It was refreshing to read Leena Rao’s article in Tech Crunch yesterday suggesting a New Year’s resolution to drop buzz words like big data, cloud and pivot (at least one of these terms is already on the banned words list here at realestate.com.au!). Of the three buzz words she mentioned big data is probably the most over hyped right now. When it comes to data the focus should not be on volume alone but the insights that can be extracted.
By approaching the data space with this thought in mind I’m seeing three categories of vendor offerings
- Data warehouse in the cloud (AWS Redshift, Treasure Data)
- Enterprise friendly Hadoop (Cloudera, Platfora)
- Single pane of glass across multiple data sources (Datameer)
(1) is about cost reduction and cost avoidance. Many organizations are spending significant capex dollars to maintain and grow their on-premise data warehouse combined with teams of ETL and data warehouse experts. In the cloud opex costs are likely to be consistent but capex will be significantly reduced when you take away the need to buy physical hardware. Looking at AWS Redshift costs appear to be around US$1k per terabyte per annum, compare this to US$5k+ per terabyte just for enterprise class storage (not including software, rack space, power etc) and you can see there is going to be huge demand for products in this space.

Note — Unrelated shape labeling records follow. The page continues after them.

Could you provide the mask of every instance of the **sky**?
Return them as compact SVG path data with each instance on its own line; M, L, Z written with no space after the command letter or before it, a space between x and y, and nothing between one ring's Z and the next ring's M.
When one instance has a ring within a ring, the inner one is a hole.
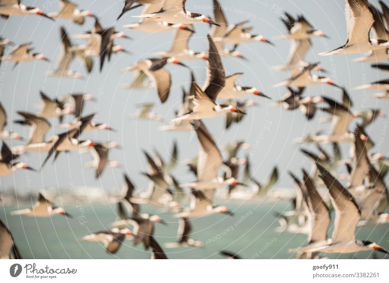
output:
M294 139L314 131L320 129L326 131L329 129L329 124L318 123L321 118L326 117L325 114L318 112L314 119L307 121L299 110L286 111L270 105L286 92L284 88L275 88L272 85L287 78L288 74L271 69L272 66L285 63L287 59L290 42L287 40L274 38L287 32L279 18L283 12L287 12L292 15L303 14L314 27L329 36L329 39L313 39L313 49L309 53L307 60L319 62L320 66L328 71L327 74L333 80L349 90L354 103L354 110L365 107L378 107L389 113L388 101L369 96L373 94L374 91L352 90L353 88L366 83L385 79L388 77L387 74L371 68L370 63L353 62L353 58L359 56L357 54L329 57L318 55L320 52L341 46L346 42L347 32L343 1L219 0L224 7L229 23L249 20L248 25L254 27L253 33L264 35L275 44L274 46L263 43L242 45L238 50L248 59L248 61L232 58L223 59L227 75L237 72L244 73L237 80L238 84L256 87L271 97L271 100L252 97L259 106L248 109L248 115L244 120L228 130L224 129L223 117L204 121L219 147L236 141L245 141L252 145L252 149L247 154L250 157L252 171L257 179L265 179L271 168L276 165L281 176L278 186L292 187L287 172L296 172L301 167L309 169L311 166L310 162L301 153L301 146L293 142ZM375 1L371 2L377 4ZM38 6L45 12L55 11L59 7L58 2L55 0L24 0L22 2L28 6ZM121 72L121 70L138 60L151 57L150 53L153 52L168 50L171 44L173 32L147 34L125 30L122 26L136 22L137 19L131 16L140 14L141 9L128 12L116 21L124 0L78 0L76 2L79 8L88 10L99 16L103 27L112 25L117 30L122 30L132 37L131 40L119 39L115 41L115 43L122 45L132 54L113 55L110 62L106 62L101 72L99 71L96 59L95 68L89 75L86 73L79 61L74 60L71 65L71 69L83 73L85 76L83 80L47 77L46 72L53 70L60 55L60 28L65 27L70 35L81 33L90 29L93 24L92 19L88 18L83 26L78 26L64 20L53 22L35 16L13 17L7 20L0 18L0 33L2 37L8 38L18 44L31 41L35 51L43 53L52 60L51 63L43 61L27 62L19 64L15 69L11 63L2 62L0 65L0 101L8 115L9 123L7 129L27 136L28 134L23 132L22 127L13 124L11 121L19 119L17 111L33 113L37 111L36 106L39 101L40 90L44 90L52 98L72 92L90 93L93 95L96 102L86 103L84 114L96 113L95 122L106 123L117 131L100 131L97 136L93 133L84 133L82 139L117 142L122 146L122 149L112 150L110 158L117 160L122 167L119 169L106 168L101 177L96 179L93 170L83 168L83 164L90 160L89 155L80 155L76 152L67 155L62 154L55 163L51 160L38 172L20 171L13 175L1 177L1 190L16 188L18 192L25 193L53 188L66 189L74 185L101 187L105 191L108 191L121 188L123 172L129 175L138 188L145 188L148 181L141 173L146 171L147 167L142 150L150 151L155 148L166 160L168 160L175 140L177 141L178 145L178 159L180 162L174 173L179 178L186 179L189 173L182 162L197 155L198 145L195 136L186 132L160 132L158 127L162 123L129 120L128 115L135 112L140 104L153 102L156 103L153 111L164 116L164 123L168 124L179 106L182 88L187 89L189 87L190 75L188 70L180 66L167 67L173 74L173 83L169 98L164 104L158 101L155 89L131 90L123 89L120 87L121 84L129 82L134 75L133 73ZM186 8L193 12L211 15L212 13L212 1L188 0ZM190 40L190 47L198 51L207 50L206 35L209 26L198 23L194 24L194 29L196 33ZM198 60L184 63L193 68L199 84L201 85L206 76L205 62ZM305 94L311 96L324 94L337 99L340 99L341 97L339 90L327 85L310 87ZM67 118L69 122L72 119L71 116ZM54 124L58 123L55 119L53 122ZM385 130L388 122L383 118L380 118L371 128L368 129L373 140L381 141L374 150L385 156L389 150ZM61 131L54 127L48 133L47 137ZM7 142L12 146L21 144L16 141ZM345 154L348 148L347 145L342 146ZM244 154L242 157L244 156ZM32 167L38 169L45 158L46 154L31 153L21 157L21 159Z

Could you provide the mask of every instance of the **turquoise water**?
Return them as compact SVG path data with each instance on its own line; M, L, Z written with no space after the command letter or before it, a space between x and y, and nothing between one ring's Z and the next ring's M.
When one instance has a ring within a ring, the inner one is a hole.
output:
M233 216L217 214L192 221L193 233L191 238L202 241L203 247L164 248L168 257L172 259L220 259L223 257L219 252L226 250L237 253L243 258L294 258L295 255L289 253L288 249L303 245L306 240L303 235L275 231L278 223L273 214L290 209L286 201L246 202L243 205L241 202L229 202L226 205L234 211ZM21 206L20 208L24 207ZM101 244L76 240L105 227L109 228L109 223L116 219L115 205L94 204L84 206L82 207L83 212L79 207L68 206L65 208L74 217L73 219L61 215L51 218L11 215L9 212L16 208L8 207L0 210L0 219L6 222L25 258L150 258L150 251L145 251L142 244L134 247L129 241L125 241L116 254L111 255L105 251ZM144 206L142 210L142 212L157 213L168 222L167 226L160 223L155 225L155 238L159 243L163 244L176 240L178 223L171 214ZM80 224L80 219L83 219L81 221L85 222L84 225ZM389 249L389 225L362 227L357 231L356 237L374 241ZM385 254L377 255L384 258ZM360 252L326 256L332 258L369 258L371 254Z

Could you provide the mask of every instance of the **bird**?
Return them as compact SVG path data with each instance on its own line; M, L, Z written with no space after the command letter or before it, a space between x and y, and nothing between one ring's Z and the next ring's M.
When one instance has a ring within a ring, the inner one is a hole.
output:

(2) is about taking Hadoop beyond the realms of your engineering teams and putting it in the hands of the masses (think analysts, managers etc). It’s highly likely that the analyst community in your organization do not have the skills to use Hadoop. Vendors are looking to address this with ‘business friendly’ applications that enable non-technical people to interact with Hadoop in order to exploit insights hidden in data.
(3) is about providing a unified integration and analytics layer that can query all sources of data within your organization from structured data like My SQL and Oracle to unstructured data like twitter and email. Many organizations suffer from data silos and the nightmare scenario is an unpolished data diamond locked away somewhere inaccessible to the people that could exploit its true value, hence the single pane of glass view into all sources of data. Datameer is built on Hadoop so I could have included it in (2) but it feels different to the other players in this space and the most intriguing.
It’s clear that that we are going to see many more products hit the market from both startups and enterprise software players. The more time I spend in this space I feel it’s less about technology and more about understanding the problem you are trying to solve. All the tools exist today to find any data needle in any haystack but without the right thinking up front to define how a piece of data can be converted into business value the technology investment will ultimately fail.